In 1945, physicist Harry Daghlian was performing an experiment, specifically placing neutron-reflecting tungsten carbide blocks around the core to bring it closer to criticality. As he was doing that, he unintentionally dropped one of the blocks onto the core, which he quickly removed. The core entered super criticality that very moment and released a deadly amount of radiation. Daghlian suffered from radiation sickness for the next three weeks before passing away. To prevent the same thing from happening, stricter safety protocols were enforced… or so we thought.

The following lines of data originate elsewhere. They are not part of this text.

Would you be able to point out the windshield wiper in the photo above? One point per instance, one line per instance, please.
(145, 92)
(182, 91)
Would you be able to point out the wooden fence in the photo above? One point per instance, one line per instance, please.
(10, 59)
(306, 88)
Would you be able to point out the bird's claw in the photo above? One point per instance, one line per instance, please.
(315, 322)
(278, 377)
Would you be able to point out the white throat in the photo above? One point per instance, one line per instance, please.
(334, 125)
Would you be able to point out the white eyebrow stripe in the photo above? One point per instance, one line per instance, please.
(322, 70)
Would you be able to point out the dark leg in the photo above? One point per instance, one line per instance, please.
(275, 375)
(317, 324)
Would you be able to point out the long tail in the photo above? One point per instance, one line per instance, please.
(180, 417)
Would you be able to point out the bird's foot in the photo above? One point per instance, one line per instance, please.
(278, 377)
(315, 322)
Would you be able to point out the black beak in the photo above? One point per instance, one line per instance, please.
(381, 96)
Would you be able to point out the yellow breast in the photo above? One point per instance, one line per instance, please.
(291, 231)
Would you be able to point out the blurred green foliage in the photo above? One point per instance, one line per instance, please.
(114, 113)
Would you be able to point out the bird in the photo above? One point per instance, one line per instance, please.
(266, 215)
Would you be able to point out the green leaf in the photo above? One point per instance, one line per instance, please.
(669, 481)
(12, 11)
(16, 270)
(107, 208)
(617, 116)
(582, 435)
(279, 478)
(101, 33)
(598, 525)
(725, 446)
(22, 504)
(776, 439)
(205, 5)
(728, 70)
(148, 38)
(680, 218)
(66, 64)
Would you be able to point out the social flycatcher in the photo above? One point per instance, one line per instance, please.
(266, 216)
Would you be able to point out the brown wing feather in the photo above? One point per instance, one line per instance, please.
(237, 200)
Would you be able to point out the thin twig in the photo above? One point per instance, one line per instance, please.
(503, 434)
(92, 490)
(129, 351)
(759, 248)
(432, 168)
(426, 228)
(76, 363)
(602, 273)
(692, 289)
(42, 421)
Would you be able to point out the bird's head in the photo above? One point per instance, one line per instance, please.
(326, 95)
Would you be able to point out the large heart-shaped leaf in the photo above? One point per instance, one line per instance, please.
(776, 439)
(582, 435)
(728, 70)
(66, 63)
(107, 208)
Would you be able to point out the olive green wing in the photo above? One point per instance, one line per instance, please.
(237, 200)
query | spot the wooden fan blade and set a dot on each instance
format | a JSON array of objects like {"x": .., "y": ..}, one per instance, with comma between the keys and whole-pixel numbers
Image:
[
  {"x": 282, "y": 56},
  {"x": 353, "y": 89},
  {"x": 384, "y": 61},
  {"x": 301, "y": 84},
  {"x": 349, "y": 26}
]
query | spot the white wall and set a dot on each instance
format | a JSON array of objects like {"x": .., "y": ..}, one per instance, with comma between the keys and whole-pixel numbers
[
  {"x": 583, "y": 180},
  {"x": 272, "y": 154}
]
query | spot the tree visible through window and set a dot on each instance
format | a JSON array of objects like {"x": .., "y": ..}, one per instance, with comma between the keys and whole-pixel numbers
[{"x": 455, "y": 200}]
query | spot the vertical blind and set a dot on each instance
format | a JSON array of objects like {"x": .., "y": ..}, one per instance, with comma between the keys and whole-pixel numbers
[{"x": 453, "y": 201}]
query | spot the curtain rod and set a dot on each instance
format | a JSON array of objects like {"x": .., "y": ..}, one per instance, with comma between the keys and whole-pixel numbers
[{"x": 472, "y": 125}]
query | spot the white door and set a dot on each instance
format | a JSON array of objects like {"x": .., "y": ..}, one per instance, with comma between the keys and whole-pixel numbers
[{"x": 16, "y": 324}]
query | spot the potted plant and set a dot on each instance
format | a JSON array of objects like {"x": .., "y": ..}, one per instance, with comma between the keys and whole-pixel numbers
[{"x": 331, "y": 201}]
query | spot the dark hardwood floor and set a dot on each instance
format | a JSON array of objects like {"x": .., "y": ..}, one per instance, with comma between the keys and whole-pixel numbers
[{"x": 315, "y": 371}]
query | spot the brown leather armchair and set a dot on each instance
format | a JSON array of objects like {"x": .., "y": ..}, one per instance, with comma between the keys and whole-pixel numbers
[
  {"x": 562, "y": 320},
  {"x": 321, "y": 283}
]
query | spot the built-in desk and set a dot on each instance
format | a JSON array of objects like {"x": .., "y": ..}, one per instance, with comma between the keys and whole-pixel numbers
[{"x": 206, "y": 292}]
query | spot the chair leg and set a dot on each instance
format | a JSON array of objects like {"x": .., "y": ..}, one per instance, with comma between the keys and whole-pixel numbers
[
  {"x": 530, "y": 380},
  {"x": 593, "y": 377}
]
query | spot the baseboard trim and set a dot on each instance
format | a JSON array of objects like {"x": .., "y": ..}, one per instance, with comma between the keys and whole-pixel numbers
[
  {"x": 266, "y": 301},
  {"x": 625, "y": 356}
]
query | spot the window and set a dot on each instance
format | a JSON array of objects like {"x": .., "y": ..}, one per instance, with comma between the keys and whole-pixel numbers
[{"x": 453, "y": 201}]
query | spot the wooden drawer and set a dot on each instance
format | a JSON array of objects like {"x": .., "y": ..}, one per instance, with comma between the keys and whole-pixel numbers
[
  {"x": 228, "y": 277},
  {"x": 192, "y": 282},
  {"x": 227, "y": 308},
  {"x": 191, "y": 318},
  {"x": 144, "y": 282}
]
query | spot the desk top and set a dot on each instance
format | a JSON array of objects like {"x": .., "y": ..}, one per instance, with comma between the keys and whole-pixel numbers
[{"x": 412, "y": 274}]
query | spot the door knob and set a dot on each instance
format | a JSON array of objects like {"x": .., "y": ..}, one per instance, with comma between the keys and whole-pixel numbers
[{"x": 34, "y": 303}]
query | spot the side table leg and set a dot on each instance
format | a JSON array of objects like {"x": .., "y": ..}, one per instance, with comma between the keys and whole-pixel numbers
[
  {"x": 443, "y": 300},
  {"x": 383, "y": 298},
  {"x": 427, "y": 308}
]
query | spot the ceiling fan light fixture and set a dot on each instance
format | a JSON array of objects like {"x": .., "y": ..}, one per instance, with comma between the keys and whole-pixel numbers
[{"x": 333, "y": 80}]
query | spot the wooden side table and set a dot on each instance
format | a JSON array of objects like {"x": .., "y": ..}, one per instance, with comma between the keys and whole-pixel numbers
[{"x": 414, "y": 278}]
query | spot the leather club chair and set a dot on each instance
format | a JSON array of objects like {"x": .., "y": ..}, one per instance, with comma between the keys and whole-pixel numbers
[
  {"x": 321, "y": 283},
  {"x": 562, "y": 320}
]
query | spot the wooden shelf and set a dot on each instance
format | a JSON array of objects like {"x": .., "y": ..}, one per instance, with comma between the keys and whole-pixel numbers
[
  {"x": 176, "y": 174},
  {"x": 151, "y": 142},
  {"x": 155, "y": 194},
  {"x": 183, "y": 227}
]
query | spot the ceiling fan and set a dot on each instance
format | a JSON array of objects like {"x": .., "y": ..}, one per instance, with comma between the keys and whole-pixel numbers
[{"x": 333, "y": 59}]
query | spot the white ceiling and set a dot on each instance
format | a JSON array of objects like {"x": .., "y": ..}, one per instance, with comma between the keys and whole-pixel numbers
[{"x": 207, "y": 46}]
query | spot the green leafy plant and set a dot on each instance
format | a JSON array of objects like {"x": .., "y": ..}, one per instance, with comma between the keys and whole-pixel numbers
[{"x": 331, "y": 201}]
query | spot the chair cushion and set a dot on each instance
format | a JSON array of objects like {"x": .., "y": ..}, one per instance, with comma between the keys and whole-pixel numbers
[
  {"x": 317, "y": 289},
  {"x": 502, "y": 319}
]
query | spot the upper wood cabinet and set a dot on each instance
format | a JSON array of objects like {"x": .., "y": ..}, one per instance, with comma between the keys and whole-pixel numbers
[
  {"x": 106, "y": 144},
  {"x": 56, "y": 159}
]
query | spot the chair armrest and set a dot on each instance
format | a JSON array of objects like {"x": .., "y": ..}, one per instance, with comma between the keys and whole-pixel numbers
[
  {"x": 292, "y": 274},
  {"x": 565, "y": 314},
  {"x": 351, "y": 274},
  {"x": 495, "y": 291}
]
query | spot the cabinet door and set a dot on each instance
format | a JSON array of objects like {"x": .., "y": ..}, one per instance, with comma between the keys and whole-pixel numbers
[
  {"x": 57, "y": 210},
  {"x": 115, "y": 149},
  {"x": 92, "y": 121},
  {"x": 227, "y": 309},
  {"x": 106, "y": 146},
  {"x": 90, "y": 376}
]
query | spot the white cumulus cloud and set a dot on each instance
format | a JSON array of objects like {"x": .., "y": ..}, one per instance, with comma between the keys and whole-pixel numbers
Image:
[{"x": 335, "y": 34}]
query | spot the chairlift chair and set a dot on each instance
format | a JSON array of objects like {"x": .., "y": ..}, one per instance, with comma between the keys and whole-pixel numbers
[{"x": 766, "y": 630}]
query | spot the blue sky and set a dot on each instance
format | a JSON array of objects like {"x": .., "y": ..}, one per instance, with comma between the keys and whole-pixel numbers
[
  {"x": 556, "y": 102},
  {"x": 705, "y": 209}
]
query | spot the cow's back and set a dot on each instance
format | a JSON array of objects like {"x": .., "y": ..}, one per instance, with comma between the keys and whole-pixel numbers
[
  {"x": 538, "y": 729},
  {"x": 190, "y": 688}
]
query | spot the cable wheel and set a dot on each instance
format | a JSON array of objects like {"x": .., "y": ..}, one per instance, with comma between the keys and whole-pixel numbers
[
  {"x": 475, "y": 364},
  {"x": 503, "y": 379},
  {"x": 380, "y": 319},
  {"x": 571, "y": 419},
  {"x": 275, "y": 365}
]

It was Louis Slotin, Daghlian’s colleague, who took over the experiments the next year. Slotin was no question a brilliant Canadian physicist, but his disregard for safety was his greatest flaw.

His experiments were pretty much the same as what Daghlian was doing. However, the only difference was that he would decide to ignore the safety protocols and just use his trusty flathead screwdriver to keep the space between the reflectors instead of using metal spacers. He got used to his extremely dangerous technique that his colleagues called “tickling the dragon’s tail.”

Regardless of how confident and lucky he was, his luck ended on May 21, 1946, when he lowered the two neutron-reflecting half-spheres around the core with his screwdriver as the spacer. The screwdriver slipped and allowed the two neutron reflectors to enclose the core completely. Just like a deja vu, the core entered super criticality, emitted a bright blue flash of light, and then released a blast of Alpha and Gamma radiation.

Slotin managed to remove the reflectors, but his body had already absorbed a lethal amount of radiation. Just like Daghlian, he suffered from radiation poisoning and died nine days later. After the two incidents, the plutonium sphere was referred to as the “demon core,” and they decided just to melt it down and recycle it into other cores.